I found myself with a lot of trepidation in writing about Federico Fellini’s “La Dolce Vita.” It’s one of my favorite movies ever, now re-released in a new Blu-ray edition from the Criterion Collection. But what could I possibly add to the mountain of great film writing already accumulated around one of the greatest films ever made, perhaps the greatest Italian film?
And how could I even begin to encapsulate all that’s there in the nearly three-hour film, stuffed with allegory and politics, poetry and satire, romance and disillusionment? Could a food critic review an entire buffet?

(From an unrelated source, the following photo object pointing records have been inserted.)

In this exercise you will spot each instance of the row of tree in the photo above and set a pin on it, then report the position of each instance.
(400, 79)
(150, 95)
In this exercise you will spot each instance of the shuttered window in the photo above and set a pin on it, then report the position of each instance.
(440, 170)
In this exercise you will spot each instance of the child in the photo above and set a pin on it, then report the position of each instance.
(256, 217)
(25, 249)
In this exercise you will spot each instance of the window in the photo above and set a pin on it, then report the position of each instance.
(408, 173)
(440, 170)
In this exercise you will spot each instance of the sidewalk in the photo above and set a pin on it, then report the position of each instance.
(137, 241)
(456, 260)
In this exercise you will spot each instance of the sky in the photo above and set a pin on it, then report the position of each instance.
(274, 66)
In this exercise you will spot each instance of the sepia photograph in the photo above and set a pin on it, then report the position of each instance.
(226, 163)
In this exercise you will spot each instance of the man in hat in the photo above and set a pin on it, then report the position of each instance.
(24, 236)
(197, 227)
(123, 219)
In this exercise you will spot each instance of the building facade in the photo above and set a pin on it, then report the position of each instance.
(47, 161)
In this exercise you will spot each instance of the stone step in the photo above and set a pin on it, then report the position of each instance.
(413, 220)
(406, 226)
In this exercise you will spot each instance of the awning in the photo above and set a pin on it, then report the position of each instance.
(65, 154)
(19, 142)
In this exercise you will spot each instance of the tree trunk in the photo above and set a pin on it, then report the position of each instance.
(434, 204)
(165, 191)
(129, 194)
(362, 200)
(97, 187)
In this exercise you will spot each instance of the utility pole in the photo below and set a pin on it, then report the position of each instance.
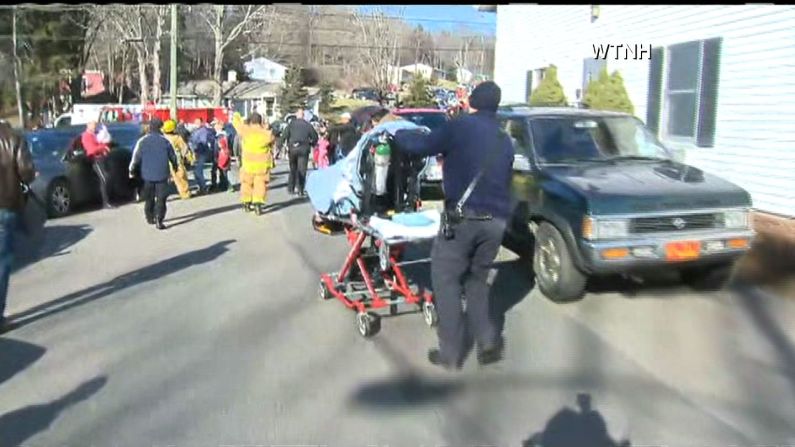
(20, 109)
(173, 72)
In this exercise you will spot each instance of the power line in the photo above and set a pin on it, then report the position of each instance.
(274, 42)
(364, 16)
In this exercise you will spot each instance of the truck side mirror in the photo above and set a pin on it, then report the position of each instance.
(521, 164)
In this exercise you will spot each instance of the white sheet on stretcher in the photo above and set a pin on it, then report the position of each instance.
(390, 230)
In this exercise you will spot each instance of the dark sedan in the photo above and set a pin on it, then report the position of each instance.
(66, 179)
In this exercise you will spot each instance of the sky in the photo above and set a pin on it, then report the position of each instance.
(445, 17)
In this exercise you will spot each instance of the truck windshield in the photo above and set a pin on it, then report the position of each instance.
(571, 139)
(429, 120)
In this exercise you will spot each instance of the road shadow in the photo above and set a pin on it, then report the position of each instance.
(54, 242)
(20, 425)
(661, 284)
(755, 304)
(147, 274)
(16, 356)
(177, 221)
(571, 428)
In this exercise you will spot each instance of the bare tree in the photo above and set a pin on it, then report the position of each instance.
(130, 23)
(227, 27)
(160, 14)
(379, 50)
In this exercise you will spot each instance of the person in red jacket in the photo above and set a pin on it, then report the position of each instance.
(97, 153)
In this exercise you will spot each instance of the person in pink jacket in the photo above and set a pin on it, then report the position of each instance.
(322, 151)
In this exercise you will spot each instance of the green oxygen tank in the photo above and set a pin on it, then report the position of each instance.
(382, 156)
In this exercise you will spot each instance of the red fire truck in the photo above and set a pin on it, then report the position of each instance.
(121, 113)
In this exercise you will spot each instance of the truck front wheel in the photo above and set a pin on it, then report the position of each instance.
(556, 274)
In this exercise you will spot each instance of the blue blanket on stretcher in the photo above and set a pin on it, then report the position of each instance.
(335, 190)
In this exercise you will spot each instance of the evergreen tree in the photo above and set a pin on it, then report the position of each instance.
(608, 93)
(326, 97)
(418, 96)
(452, 74)
(294, 95)
(549, 91)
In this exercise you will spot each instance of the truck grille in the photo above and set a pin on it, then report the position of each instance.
(685, 222)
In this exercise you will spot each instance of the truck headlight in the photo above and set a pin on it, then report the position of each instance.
(736, 219)
(605, 228)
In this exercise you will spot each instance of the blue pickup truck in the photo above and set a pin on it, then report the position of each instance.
(65, 179)
(597, 193)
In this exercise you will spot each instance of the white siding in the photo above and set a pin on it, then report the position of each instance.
(755, 137)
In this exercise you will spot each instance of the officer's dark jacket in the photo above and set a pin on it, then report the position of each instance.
(300, 135)
(344, 136)
(153, 153)
(464, 142)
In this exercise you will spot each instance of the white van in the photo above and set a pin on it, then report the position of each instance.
(81, 114)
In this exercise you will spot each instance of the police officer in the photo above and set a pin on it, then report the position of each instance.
(300, 137)
(474, 147)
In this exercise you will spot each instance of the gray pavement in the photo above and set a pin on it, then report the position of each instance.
(211, 333)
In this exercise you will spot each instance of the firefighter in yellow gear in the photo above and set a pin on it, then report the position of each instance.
(184, 157)
(256, 163)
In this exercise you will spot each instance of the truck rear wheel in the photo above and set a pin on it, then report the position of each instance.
(556, 274)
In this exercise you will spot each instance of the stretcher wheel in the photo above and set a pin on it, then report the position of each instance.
(429, 314)
(325, 293)
(367, 324)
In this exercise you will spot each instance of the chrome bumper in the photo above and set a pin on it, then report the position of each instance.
(595, 263)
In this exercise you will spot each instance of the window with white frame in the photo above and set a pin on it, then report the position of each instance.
(683, 91)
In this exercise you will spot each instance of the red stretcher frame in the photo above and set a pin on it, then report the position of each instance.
(393, 278)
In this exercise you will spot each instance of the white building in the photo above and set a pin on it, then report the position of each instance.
(463, 75)
(716, 82)
(418, 69)
(262, 69)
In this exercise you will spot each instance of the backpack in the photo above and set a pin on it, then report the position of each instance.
(224, 157)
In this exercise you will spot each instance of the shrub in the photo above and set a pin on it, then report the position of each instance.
(608, 93)
(419, 94)
(549, 92)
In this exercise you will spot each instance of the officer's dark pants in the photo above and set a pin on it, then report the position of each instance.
(299, 160)
(100, 166)
(460, 266)
(155, 194)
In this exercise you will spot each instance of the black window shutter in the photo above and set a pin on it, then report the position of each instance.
(708, 98)
(654, 98)
(529, 85)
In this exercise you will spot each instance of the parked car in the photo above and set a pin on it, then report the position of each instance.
(430, 118)
(65, 177)
(599, 194)
(367, 94)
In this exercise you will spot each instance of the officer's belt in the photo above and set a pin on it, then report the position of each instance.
(470, 214)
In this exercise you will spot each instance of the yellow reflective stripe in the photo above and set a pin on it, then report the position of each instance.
(256, 156)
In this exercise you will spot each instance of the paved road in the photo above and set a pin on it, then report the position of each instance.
(211, 333)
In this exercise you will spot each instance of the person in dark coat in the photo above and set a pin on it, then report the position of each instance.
(300, 138)
(153, 153)
(460, 261)
(343, 137)
(16, 168)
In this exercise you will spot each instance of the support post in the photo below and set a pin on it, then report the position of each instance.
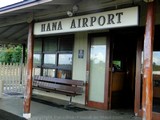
(147, 93)
(28, 85)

I’ll take my whack at it, anyway. “La Dolce Vita” spends a week following Marcello (Marcello Mastroianni), a celebrity-journalist journalist-celebrity wooing and stalking Rome’s rich and famous. The film’s iconic opening shot puts Marcello perfectly in his place — a helicopter carries a statue of Jesus, who flies over Rome, looking down on all Romans, schoolboys and construction workers, prostitutes and landed gentry alike. Marcello? He’s in the other helicopter, the one filming the spectacle.
That shot is unforgettable, but on rewatching the film another early one jumped out at me — Marcello in a nightclub at the table of some German nobleman. The royal is cruelly dismissive of Marcello, who crouches down next to his table, like a boy who has wandered away from the kids’ table. Marcello doesn’t belong at the big table, but he’s above the paparazzo and other gadflies stalking the celebs from afar. He has just enough notoriety to realize how far away from greatness he is, he’ll ever be.

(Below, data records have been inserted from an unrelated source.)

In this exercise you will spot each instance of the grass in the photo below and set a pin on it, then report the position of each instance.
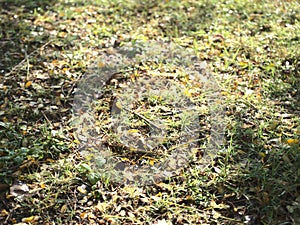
(251, 49)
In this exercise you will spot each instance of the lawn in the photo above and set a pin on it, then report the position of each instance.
(66, 96)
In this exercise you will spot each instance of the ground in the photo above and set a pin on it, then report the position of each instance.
(251, 49)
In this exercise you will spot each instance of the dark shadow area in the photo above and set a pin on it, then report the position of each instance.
(18, 33)
(264, 180)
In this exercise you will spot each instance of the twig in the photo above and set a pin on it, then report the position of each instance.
(143, 118)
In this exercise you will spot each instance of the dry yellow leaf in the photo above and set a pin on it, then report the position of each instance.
(292, 141)
(30, 219)
(28, 84)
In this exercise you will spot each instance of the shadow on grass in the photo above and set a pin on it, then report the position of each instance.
(264, 172)
(19, 36)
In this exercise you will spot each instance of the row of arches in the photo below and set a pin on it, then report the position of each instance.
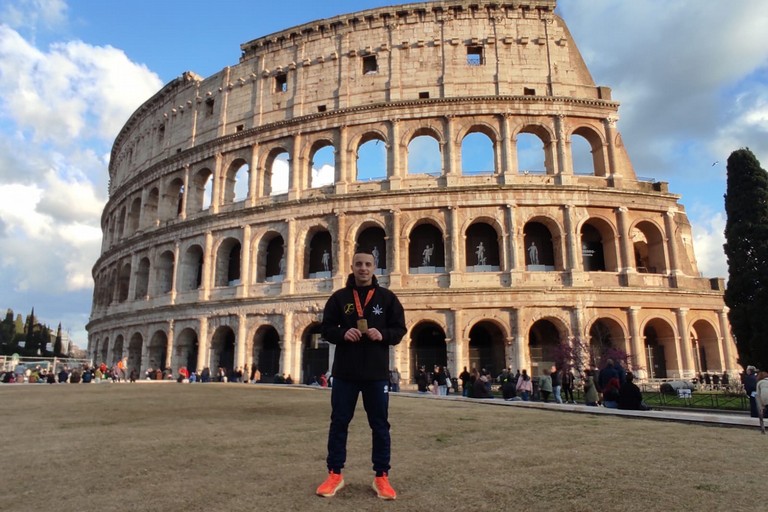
(487, 346)
(428, 251)
(185, 193)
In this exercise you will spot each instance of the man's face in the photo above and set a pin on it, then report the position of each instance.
(362, 268)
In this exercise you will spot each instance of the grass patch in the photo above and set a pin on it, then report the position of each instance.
(206, 447)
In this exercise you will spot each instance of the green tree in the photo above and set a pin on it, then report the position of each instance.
(746, 247)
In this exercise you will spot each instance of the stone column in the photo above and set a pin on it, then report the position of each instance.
(245, 263)
(684, 342)
(216, 189)
(395, 157)
(626, 265)
(669, 228)
(185, 195)
(459, 350)
(290, 258)
(521, 359)
(207, 270)
(169, 351)
(240, 344)
(640, 361)
(202, 343)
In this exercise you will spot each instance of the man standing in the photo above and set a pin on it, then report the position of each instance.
(363, 320)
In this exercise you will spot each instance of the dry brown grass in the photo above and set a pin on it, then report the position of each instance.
(229, 447)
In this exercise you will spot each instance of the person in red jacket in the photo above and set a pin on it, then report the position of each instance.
(363, 320)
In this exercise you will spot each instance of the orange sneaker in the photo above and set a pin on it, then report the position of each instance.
(332, 484)
(382, 488)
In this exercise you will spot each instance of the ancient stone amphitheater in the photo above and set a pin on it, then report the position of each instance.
(465, 140)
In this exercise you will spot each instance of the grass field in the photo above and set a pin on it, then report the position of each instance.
(234, 447)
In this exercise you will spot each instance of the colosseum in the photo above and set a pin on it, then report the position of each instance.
(464, 141)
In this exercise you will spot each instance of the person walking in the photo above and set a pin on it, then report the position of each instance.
(363, 320)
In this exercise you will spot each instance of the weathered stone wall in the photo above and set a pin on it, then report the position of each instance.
(176, 273)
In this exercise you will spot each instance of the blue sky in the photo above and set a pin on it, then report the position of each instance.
(691, 75)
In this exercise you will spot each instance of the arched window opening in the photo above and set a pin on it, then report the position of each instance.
(164, 282)
(486, 348)
(543, 340)
(648, 247)
(531, 158)
(266, 353)
(477, 154)
(583, 160)
(142, 279)
(275, 260)
(428, 347)
(323, 167)
(228, 263)
(191, 269)
(592, 249)
(424, 156)
(426, 252)
(374, 239)
(372, 160)
(482, 248)
(539, 250)
(279, 174)
(320, 256)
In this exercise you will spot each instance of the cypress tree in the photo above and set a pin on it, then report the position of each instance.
(746, 248)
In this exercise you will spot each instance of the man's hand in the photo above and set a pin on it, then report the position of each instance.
(353, 335)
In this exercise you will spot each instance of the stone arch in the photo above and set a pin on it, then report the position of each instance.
(158, 350)
(544, 337)
(371, 162)
(142, 279)
(544, 233)
(481, 246)
(426, 248)
(424, 152)
(266, 352)
(164, 273)
(191, 268)
(427, 346)
(172, 200)
(707, 354)
(200, 193)
(598, 242)
(135, 347)
(228, 262)
(277, 171)
(660, 344)
(223, 350)
(372, 236)
(532, 145)
(593, 163)
(150, 215)
(134, 216)
(321, 163)
(271, 258)
(479, 149)
(486, 344)
(185, 350)
(123, 282)
(648, 243)
(236, 181)
(314, 354)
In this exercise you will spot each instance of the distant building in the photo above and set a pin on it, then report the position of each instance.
(209, 259)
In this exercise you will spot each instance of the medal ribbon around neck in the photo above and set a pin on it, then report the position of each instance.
(357, 301)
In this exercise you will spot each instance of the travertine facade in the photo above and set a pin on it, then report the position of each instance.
(199, 269)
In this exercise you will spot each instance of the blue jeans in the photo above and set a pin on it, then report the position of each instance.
(343, 402)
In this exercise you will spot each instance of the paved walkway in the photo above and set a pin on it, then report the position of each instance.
(742, 420)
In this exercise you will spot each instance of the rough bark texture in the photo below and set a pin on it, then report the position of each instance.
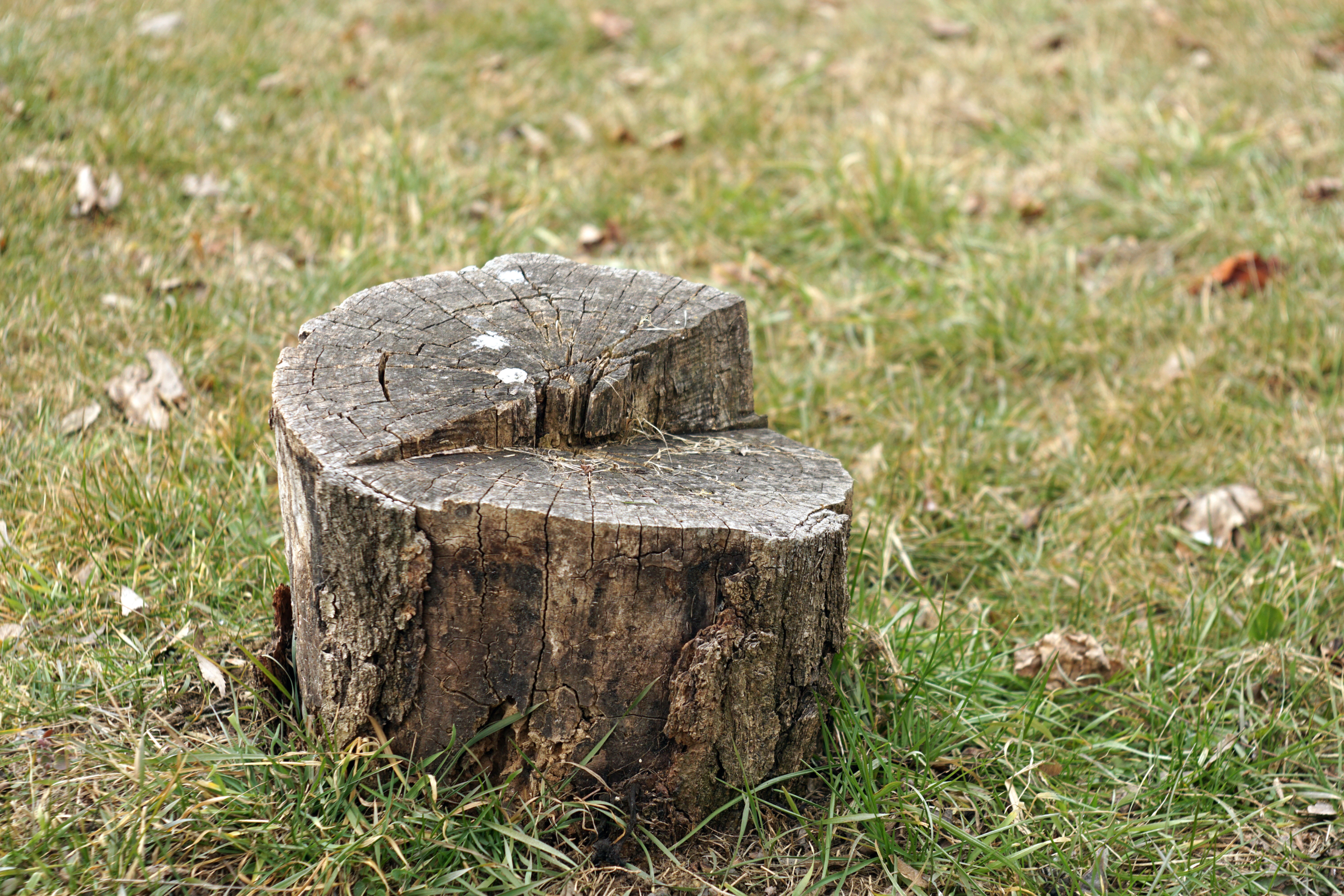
(475, 527)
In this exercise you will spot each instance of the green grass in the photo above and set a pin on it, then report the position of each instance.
(970, 367)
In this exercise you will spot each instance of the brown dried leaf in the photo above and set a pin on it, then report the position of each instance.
(1028, 206)
(1178, 366)
(591, 237)
(942, 29)
(92, 196)
(212, 673)
(203, 186)
(138, 398)
(1074, 660)
(1218, 516)
(612, 25)
(1247, 270)
(1323, 188)
(167, 378)
(670, 140)
(80, 418)
(1330, 54)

Marcello’s misadventures take him from party to party, mistress to mistress. He famously romances a Swedish actress (Anita Ekberg, forever remembering for splashing in the Trevi Fountain), chases word of a miracle in the countryside that becomes a media frenzy, takes his father out on the town, tries and fails to work on his novel, and collapses in self-loathing at a party of grotesques. Each day has enough richness for its own movie, and taken together the experience of watching “La Dolce Vita” is exhausting but exhilarating.
With his life so full, how can Marcello’s life be so empty? A few characters recognize this, perhaps most tellingly the young waitress at the seaside restaurant who distracts Marcello from his writing. She turns up again in the film’s famous ending, as the grotesque partygoers stagger on the beach at dawn like scuttling crabs. The waitress spies Marcello among them and tries to get his attention, to ask how the novel is going. But he can’t hear her over the rush of the surf. That part of his life, the part to aspire to be more than he is, has slipped away. It’s a devastating ending.

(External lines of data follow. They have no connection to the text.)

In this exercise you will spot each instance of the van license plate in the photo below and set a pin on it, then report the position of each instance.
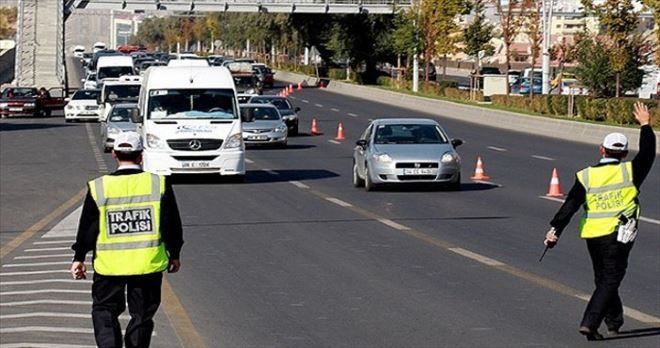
(195, 164)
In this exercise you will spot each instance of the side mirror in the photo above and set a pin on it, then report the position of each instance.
(136, 116)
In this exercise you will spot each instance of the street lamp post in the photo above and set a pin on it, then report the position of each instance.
(547, 7)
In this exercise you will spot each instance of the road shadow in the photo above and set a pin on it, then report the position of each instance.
(434, 187)
(253, 177)
(9, 127)
(651, 331)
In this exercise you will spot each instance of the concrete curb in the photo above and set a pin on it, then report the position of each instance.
(545, 126)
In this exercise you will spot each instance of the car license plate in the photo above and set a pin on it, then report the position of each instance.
(419, 171)
(195, 164)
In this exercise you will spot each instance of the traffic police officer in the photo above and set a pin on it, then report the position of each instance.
(609, 193)
(131, 221)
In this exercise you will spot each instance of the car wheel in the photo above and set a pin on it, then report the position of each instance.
(368, 183)
(357, 180)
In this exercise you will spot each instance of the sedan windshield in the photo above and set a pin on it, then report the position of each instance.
(192, 103)
(85, 95)
(262, 114)
(409, 134)
(280, 103)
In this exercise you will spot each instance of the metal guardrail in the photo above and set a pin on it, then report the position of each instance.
(297, 6)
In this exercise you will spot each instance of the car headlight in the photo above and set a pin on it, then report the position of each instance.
(449, 157)
(154, 142)
(382, 157)
(235, 141)
(114, 130)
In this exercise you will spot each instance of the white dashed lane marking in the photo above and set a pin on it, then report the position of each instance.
(298, 184)
(543, 158)
(338, 202)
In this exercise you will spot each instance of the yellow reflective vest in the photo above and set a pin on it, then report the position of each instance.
(129, 240)
(610, 194)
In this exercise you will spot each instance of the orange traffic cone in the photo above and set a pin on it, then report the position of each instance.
(315, 128)
(340, 132)
(555, 189)
(479, 173)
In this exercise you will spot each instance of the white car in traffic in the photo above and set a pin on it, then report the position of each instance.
(83, 106)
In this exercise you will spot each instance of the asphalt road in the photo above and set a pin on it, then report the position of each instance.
(297, 257)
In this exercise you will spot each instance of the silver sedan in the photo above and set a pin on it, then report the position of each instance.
(406, 150)
(267, 126)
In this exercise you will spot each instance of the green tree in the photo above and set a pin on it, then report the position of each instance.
(477, 35)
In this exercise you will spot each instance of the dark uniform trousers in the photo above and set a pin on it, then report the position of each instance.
(610, 260)
(109, 301)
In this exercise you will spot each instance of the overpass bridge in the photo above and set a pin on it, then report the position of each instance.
(40, 49)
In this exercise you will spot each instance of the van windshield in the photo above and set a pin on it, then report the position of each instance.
(114, 71)
(121, 93)
(192, 104)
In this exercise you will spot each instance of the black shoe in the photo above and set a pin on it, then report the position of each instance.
(591, 334)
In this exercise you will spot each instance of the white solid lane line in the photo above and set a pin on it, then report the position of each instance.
(339, 202)
(44, 281)
(298, 184)
(64, 241)
(36, 264)
(44, 345)
(477, 257)
(12, 274)
(641, 218)
(46, 249)
(543, 158)
(45, 291)
(52, 315)
(36, 302)
(30, 257)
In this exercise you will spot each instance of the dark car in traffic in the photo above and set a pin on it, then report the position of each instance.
(29, 101)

The new Criterion Blu-ray edition has a wonderful 4K transfer that makes the lustrous black-and-white photography pop on screen. The extras are a mix of archival interviews of Fellini and Mastroianni that were available on the original DVD release and some new features. The interview with scholar David Forgacs opened up a whole new dimension of appreciation for me in explaining the political and social changes that Italy was going through at the time “La Dolce Vita” was made, as the old Italy was giving way to a new, richer, gaudier one.
Also unmissable is a video essay by the artist known as “:: kogonada,” who looks at the film’s final shot, in which the waitress’ gaze shifts from Marcello into the camera just as the image fades to black. Yes, “La Dolce Vita” is a film whose final image can inspire a video essay all its own. The terrain is that rich.